Though personalized medicine isn't yet a reality, it is in sight. The panel at the "Our Genome Ourselves" discussion at the World Science Festival in New York City in June spoke to a sold-out crowd about the current state and possible future of genetic testing and personalized medicine. "This month is the 10th anniversary of the first draft of the human genome," noted panelist and National Institutes of Health Director Francis Collins.
Since the sequencing of that genome, the technology has been getting even faster. Harvard University's George Church pointed out that advances in sequencing technology followed the curve of the computer industry, and then surpassed it. He also noted that earlier in the day, a $10,000 genome had been announced.
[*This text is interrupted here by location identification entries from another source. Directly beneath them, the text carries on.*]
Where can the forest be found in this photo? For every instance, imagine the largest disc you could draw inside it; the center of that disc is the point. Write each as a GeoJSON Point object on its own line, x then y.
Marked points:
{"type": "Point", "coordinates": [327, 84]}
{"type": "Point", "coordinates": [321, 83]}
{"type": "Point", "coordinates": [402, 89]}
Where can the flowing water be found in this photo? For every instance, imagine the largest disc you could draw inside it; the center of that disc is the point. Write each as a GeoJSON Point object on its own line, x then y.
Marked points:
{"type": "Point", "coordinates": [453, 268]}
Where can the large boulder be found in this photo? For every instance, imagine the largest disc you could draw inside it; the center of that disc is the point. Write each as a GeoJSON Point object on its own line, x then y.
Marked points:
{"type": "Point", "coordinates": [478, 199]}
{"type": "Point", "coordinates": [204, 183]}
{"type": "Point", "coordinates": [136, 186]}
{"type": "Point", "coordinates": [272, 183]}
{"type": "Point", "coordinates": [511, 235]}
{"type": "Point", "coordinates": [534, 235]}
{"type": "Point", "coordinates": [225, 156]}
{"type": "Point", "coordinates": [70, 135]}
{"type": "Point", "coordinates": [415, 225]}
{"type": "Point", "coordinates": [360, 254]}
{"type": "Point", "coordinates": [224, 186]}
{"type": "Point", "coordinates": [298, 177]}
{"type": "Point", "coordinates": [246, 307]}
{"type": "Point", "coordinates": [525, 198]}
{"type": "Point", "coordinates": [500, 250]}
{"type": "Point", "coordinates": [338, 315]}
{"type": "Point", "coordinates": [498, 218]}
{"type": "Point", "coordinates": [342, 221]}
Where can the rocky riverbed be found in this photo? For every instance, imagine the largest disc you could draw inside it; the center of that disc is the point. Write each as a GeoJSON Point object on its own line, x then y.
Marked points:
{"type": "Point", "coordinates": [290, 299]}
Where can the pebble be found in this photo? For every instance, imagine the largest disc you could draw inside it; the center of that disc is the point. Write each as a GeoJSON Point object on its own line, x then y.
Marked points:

Indeed, Illumina said that its consumer genome sequencing service would be available for $19,500, though that price would drop to $9,500 for people with certain medical conditions who would benefit clinically from whole-genome sequencing. "It will be, in effect, free," Church said.
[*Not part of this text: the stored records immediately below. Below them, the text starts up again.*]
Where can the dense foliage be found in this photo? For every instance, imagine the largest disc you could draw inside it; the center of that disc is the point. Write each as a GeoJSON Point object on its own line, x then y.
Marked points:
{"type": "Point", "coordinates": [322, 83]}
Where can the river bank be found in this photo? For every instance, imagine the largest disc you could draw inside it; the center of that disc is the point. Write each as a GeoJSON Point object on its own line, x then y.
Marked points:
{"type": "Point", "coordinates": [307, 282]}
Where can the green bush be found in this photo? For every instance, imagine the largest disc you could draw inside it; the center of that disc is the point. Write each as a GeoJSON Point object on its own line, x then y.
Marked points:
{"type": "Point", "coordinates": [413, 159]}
However, one panelist pointed out that it is going to be the interpretation of those sequences that will be expensive — a free genome, sure, but with a $1 million analysis. "Almost all genetics now is risk genetics," said Robert Green, a clinical geneticist at Boston University. "Every gene is really a risk gene." Church contended that learning statistics is more important than algebra, trigonometry, or calculus.
Not every genetic finding is actionable, Collins added. For some, especially those that do confer a high amount of risk — such as BRCA 1 and 2 — there are drastic, life-saving actions that may be taken. At the same time, there's nothing to be done, at least medically, when someone learns his ApoE4 status, he pointed out. And the smaller the risk a gene confers, the less it is certain whether it says anything that may be useful.
For some, personalized medicine is close at hand. As part of Church's Personal Genome Project, MIT's Steven Pinker learned that he was at increased risk for hypertrophic cardiomyopathy, a risk that was confirmed in a CLIA-certified lab, Church told attendees. Pinker then headed to a cardiologist for an EKG, and so far is fine, Church added.